A number of papers have been published which stressed [22-24] the high failure rate of sympathectomy operations in diabetics. We believe that the failure of the operation is due to the fact that diabetic autonomic neuropathy has already sympathectomized the patient. The results of the present study are compatible with this idea.
http://www.springerlink.com/content/v21h52461037653k/

Wednesday, February 1, 2012

A dysesthetic syndrome can occur after sympathectomy

A dysesthetic syndrome canoccur after sympathectomy; it usually is transient but sometimes can be persistent.

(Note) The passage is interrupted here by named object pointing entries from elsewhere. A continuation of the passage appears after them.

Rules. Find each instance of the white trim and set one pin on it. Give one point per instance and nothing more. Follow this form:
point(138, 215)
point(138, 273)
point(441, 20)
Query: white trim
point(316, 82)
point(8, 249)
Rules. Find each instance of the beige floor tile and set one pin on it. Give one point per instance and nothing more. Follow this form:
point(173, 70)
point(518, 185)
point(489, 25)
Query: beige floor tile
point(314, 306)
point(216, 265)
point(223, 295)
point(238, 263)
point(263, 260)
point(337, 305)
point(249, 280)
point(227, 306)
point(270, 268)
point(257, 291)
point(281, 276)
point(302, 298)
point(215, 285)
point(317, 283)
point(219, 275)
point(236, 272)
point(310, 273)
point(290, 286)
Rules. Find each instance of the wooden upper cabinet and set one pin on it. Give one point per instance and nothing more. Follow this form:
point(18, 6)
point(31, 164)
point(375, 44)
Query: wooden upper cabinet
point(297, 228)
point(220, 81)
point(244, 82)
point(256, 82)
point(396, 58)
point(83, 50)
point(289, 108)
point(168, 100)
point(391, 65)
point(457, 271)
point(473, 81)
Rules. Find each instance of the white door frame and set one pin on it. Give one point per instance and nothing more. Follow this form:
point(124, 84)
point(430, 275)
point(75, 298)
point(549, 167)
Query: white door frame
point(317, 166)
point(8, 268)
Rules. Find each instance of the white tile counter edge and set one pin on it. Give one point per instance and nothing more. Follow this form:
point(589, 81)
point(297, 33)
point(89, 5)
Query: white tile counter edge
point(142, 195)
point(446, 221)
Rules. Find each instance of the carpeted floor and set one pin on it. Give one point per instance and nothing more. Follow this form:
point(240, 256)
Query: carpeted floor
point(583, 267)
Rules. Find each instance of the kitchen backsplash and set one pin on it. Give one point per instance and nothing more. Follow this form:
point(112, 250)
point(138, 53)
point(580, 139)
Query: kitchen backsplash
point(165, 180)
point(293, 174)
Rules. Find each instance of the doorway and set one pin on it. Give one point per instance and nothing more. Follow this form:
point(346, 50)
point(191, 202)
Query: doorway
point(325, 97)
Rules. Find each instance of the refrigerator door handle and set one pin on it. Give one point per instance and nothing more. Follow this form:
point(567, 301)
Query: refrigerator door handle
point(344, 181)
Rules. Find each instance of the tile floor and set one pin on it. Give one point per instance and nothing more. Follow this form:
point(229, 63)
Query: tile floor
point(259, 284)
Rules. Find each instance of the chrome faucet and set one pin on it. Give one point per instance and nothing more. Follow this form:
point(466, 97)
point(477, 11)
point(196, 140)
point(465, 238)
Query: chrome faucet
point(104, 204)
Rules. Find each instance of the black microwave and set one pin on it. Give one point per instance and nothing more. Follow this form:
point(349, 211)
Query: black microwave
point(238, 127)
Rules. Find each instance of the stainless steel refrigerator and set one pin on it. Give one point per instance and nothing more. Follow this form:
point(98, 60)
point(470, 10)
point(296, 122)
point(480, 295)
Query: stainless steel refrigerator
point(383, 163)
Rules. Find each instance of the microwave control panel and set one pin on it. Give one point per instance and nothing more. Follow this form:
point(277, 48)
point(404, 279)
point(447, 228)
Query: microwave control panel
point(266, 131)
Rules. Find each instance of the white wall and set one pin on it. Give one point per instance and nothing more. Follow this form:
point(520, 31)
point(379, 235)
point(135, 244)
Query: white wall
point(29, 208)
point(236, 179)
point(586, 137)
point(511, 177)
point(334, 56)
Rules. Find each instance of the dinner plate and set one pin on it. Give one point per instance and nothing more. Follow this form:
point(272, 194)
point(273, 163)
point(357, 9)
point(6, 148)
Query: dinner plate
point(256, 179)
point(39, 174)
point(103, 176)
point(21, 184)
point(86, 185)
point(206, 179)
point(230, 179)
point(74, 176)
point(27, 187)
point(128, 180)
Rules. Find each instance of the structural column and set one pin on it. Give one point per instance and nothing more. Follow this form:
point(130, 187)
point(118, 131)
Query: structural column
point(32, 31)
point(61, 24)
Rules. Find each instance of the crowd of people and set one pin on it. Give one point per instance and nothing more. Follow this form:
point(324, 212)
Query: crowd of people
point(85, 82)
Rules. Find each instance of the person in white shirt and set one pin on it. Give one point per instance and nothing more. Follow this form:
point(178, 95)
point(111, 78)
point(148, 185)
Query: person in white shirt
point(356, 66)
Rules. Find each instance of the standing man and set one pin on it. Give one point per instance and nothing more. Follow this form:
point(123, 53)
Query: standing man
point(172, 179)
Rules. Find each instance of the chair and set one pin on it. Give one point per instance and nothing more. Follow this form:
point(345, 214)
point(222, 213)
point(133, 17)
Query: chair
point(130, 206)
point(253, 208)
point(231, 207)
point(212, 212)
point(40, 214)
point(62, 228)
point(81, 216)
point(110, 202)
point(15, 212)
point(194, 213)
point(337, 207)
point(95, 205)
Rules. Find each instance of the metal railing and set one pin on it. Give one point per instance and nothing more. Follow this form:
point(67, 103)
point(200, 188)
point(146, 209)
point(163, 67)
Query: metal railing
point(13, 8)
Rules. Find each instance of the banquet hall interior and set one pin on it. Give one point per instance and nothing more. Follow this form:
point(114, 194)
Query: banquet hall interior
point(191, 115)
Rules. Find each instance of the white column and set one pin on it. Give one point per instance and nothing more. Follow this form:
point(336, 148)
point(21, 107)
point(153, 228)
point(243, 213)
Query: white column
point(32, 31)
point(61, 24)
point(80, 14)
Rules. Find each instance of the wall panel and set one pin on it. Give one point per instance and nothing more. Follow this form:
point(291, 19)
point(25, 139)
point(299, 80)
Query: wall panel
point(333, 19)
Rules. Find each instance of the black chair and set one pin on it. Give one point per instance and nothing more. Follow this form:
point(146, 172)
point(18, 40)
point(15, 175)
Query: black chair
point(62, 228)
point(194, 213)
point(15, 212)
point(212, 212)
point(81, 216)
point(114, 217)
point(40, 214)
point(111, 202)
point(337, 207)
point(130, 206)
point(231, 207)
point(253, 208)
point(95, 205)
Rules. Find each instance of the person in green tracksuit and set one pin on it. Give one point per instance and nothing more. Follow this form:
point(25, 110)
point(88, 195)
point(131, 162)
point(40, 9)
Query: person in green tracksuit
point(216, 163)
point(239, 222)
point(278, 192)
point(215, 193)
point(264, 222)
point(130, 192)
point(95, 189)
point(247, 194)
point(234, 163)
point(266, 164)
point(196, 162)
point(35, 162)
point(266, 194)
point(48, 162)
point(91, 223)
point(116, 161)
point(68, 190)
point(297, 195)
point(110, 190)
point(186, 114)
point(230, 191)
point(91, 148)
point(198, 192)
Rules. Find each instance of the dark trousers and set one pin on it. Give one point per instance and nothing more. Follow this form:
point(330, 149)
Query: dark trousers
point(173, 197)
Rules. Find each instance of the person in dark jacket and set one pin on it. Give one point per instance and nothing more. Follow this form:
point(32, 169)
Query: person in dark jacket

Eugenia-Daniela Hord, MD, Instructor, Departments of Anesthesia and Neurology, Massachusetts General Hospital Pain Center, Harvard Medical School


Dysesthethic pain is a common complaint of patients with syringomyelia, traumatic paraplegia, and various myelopathic conditions. Because cavitary lesions of the spinal cord can be defined with good resolution by magnetic resonance imaging, syringomyelia provides a potential model for examining anatomic correlates of central pain. In this study, a syndrome of segmental dysesthesias, characterized by burning pain, hyperesthesia, and a variable incidence of trophic changes, was described by 51 of 137 patients (37%) with syringomyelia at the time of clinical presentation. Complete magnetic resonance scans, including axial images, demonstrated extension of the syrinx into the dorsolateral quadrant of the spinal cord on the same side and at the level of pain in 43 of 51 patients (84%). Surgical treatment of syringomyelia resulted in the relief or improvement of dysesthetic pain in 22 of 37 patients (59%), but 15 patients (41%) reported no improvement or an intensification of pain despite collapse of the syrinx. Postoperative dysesthetic pain was often a disabling complaint that responded poorly to medical therapy, including analgesics, sedatives, antiepileptics, antispasmodics, and anti-inflammatory agents. In most cases, there was a gradual improvement of symptoms, although six patients continued to complain of pain 24 to 74 months postoperatively.

We conclude that painful dysesthesias can be caused by a disturbance of pain-modulating centers in the dorsolateral quadrant of the spinal cord and have certain causalgia-like features that respond in an unpredictable way to surgical collapse of the syrinx.